Here’s a book and an author that deserve to be far better known outside of their native Taiwan. Jimmy Liao has been producing lavishly illustrated picture books since the late nineties selling over five million copies worldwide. For Western readers, think of Brian Selznick’s books, but coloured in and without all that annoying text to get in the way.
Rainbow of Time is the latest of his hard to categorize stories to be published in English. Is it a picture book or a comic? For children or adults? In truth it’s a universal story which will be enjoyed by anyone with an interest in the human condition, regardless of their age or bias towards a particular reading format.

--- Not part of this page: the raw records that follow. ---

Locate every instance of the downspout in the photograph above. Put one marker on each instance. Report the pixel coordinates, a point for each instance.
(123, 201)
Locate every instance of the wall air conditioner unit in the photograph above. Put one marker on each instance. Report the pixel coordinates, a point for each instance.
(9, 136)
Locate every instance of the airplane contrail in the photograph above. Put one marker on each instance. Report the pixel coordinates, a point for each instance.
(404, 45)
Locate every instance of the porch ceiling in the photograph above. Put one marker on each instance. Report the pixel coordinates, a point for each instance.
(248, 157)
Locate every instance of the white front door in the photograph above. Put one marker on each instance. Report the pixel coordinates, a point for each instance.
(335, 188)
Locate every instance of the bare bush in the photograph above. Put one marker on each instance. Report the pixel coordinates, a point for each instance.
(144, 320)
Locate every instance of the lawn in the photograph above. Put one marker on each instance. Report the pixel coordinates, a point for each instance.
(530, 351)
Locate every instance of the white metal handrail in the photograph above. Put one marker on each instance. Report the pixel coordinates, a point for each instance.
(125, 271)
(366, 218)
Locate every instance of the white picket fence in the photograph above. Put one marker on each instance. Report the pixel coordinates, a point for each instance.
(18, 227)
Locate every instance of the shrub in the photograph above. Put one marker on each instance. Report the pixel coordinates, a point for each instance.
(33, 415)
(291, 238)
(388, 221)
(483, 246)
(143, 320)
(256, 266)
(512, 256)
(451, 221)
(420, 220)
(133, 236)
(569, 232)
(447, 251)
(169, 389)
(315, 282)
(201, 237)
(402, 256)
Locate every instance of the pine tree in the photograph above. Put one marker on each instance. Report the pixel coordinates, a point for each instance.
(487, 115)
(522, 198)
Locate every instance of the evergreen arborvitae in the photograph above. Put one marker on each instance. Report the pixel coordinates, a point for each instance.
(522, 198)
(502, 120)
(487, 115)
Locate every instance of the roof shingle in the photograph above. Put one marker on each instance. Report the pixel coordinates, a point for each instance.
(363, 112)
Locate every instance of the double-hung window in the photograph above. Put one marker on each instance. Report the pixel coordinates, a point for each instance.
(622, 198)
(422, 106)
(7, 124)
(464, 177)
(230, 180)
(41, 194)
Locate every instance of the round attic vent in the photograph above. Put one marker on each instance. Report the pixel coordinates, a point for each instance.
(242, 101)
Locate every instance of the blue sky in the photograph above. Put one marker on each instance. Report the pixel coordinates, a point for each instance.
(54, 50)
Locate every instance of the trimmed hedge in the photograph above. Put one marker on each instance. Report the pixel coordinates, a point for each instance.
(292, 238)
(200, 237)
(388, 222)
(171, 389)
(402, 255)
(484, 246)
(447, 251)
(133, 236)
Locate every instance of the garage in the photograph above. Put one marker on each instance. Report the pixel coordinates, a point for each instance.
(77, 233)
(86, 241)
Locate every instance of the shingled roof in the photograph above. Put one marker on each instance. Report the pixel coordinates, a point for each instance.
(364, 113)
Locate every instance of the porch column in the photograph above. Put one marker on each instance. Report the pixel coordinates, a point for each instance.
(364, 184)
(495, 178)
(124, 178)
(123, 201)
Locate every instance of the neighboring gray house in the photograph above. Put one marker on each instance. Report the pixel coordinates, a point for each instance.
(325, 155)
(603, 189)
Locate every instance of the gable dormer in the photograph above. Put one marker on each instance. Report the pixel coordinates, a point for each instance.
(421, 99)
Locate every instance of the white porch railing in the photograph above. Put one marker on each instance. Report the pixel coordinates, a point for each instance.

The story has the quality of a vivid dream, creating a similar sensation to watching a Hayao Miyazaki movie for the first time. Film runs through this story, which follows a young cinéaste from the death of her mother through to becoming a mother herself.

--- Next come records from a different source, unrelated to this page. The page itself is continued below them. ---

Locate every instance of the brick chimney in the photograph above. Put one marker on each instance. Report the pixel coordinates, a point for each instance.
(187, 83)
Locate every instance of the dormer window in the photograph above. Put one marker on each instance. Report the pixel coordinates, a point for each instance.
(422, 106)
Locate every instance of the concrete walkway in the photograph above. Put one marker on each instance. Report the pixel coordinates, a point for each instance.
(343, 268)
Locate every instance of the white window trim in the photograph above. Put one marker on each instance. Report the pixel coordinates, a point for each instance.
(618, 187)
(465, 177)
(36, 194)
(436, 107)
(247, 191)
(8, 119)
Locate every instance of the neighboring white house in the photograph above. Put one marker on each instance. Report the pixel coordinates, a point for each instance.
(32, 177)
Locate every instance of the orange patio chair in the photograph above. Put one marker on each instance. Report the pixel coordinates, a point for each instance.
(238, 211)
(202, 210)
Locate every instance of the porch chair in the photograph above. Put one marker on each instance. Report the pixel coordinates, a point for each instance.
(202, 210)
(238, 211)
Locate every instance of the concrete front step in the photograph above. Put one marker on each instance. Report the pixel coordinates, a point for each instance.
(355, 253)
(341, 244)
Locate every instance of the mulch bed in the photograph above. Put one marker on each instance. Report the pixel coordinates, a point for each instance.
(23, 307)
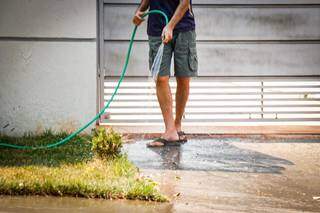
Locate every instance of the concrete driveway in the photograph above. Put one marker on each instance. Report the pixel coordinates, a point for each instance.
(220, 174)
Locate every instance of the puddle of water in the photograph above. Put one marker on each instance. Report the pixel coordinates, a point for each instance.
(204, 155)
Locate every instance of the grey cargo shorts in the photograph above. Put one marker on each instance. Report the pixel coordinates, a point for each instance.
(183, 46)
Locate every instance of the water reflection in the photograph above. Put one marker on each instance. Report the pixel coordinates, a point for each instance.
(204, 155)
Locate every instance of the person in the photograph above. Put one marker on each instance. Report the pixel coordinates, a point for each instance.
(179, 37)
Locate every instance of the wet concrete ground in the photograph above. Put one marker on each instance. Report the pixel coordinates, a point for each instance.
(211, 175)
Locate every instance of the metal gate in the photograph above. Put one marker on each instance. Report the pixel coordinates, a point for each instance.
(259, 65)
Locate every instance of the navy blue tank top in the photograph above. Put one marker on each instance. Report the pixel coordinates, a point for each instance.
(156, 22)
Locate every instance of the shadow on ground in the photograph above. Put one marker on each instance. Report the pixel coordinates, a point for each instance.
(76, 151)
(204, 155)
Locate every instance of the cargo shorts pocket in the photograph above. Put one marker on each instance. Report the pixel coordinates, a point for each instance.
(193, 59)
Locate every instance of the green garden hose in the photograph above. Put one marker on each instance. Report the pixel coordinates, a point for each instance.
(124, 69)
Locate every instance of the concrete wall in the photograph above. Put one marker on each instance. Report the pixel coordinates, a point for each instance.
(47, 64)
(235, 37)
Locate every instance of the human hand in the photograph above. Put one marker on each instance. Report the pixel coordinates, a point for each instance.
(137, 19)
(167, 34)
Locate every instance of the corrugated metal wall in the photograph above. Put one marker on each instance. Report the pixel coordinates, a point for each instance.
(259, 62)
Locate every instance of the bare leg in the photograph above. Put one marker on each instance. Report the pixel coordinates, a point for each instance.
(165, 100)
(182, 95)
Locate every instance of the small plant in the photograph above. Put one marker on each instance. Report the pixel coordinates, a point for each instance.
(106, 144)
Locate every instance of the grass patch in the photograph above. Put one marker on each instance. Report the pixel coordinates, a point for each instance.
(70, 170)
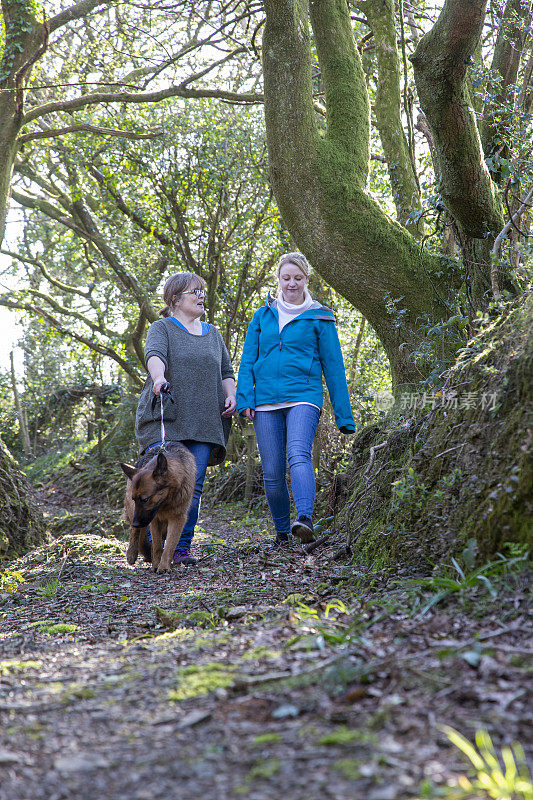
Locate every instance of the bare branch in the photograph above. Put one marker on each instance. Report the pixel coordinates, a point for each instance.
(498, 241)
(140, 97)
(58, 326)
(63, 286)
(76, 12)
(85, 128)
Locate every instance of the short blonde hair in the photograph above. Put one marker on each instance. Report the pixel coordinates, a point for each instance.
(298, 259)
(175, 286)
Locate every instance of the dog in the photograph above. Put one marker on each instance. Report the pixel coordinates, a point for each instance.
(158, 494)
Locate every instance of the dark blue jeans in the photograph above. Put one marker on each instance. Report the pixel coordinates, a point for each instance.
(201, 452)
(287, 434)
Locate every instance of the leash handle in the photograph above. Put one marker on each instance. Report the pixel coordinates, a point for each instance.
(162, 421)
(165, 389)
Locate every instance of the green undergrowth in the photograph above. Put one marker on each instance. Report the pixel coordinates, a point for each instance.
(422, 485)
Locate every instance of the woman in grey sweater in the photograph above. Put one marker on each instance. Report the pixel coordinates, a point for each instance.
(191, 356)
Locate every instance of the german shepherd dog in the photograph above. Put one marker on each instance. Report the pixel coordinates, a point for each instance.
(158, 494)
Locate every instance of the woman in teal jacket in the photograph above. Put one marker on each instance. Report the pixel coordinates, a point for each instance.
(291, 341)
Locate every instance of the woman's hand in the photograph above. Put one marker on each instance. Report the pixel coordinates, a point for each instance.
(156, 368)
(158, 383)
(230, 404)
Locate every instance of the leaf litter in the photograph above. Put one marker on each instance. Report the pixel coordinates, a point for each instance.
(253, 674)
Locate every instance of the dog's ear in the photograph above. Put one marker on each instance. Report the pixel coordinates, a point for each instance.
(161, 466)
(128, 470)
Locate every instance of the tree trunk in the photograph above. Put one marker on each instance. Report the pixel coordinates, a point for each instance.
(23, 422)
(23, 37)
(512, 34)
(440, 64)
(355, 356)
(319, 181)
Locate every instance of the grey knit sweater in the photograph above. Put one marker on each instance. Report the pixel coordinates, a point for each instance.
(195, 367)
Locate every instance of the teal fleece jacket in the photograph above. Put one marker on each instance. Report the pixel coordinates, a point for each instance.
(287, 366)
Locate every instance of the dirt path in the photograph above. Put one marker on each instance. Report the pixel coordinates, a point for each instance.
(235, 679)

Each stage of her life is given extra resonance by the films she chooses to escape into, and which then bleed out into the real world. At times they are a comfort at others they add to the dull grief that hangs over her life.

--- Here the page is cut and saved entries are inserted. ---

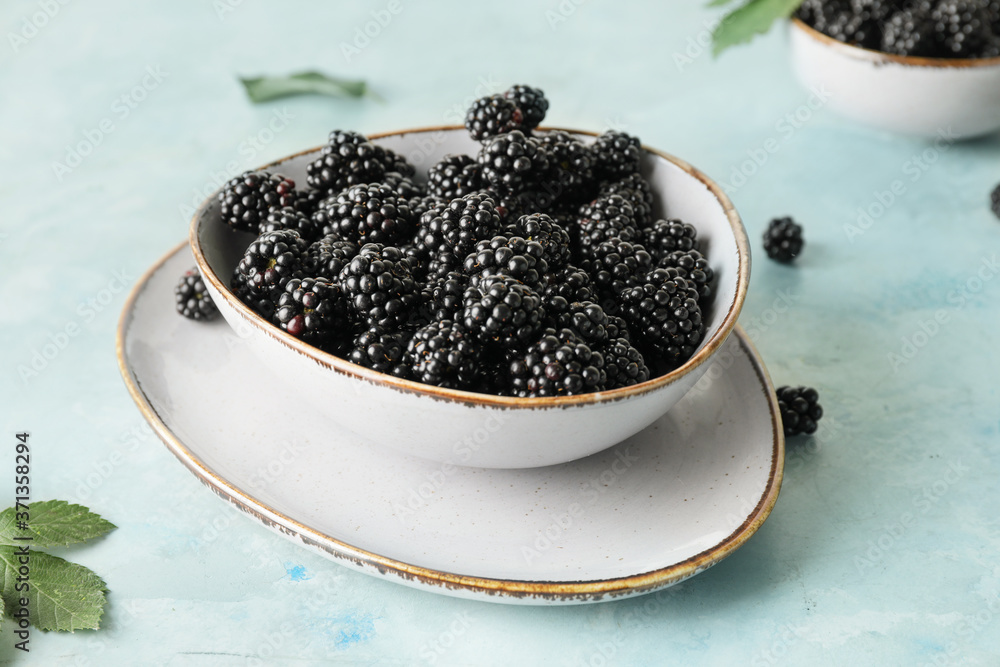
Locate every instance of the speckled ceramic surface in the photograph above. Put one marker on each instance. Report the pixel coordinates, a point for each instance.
(441, 424)
(652, 511)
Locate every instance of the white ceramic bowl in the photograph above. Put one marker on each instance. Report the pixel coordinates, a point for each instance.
(466, 428)
(930, 97)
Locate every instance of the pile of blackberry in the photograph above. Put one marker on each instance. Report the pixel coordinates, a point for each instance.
(925, 28)
(534, 268)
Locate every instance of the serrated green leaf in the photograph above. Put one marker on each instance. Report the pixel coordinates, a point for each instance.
(61, 595)
(753, 18)
(266, 88)
(52, 523)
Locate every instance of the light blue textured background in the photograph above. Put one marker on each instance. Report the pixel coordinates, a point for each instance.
(833, 577)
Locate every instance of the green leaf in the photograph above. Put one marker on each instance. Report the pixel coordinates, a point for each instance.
(266, 88)
(61, 595)
(52, 523)
(751, 19)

Liao lays a heavily melancholic atmosphere over an entirely introverted world – but somehow it is never depressing. It wallows in nostalgia for the past and revels in the enrichment that great movies can bring.
Rainbow of Time is a perfect book to wrap up with under a warm blanket as autumn sets in. It’s suffused with the rich oranges, yellows and chilly blues of the season, occasional splashes of technicolour bursting through, reminders of a joyful life lost and an optimistic future that awaits.
The Rainbow of Time by Jimmy Liao (and translated by Xinlin Wang and Andrea Lingenfelter) is published in December 2015 by Balestier Press.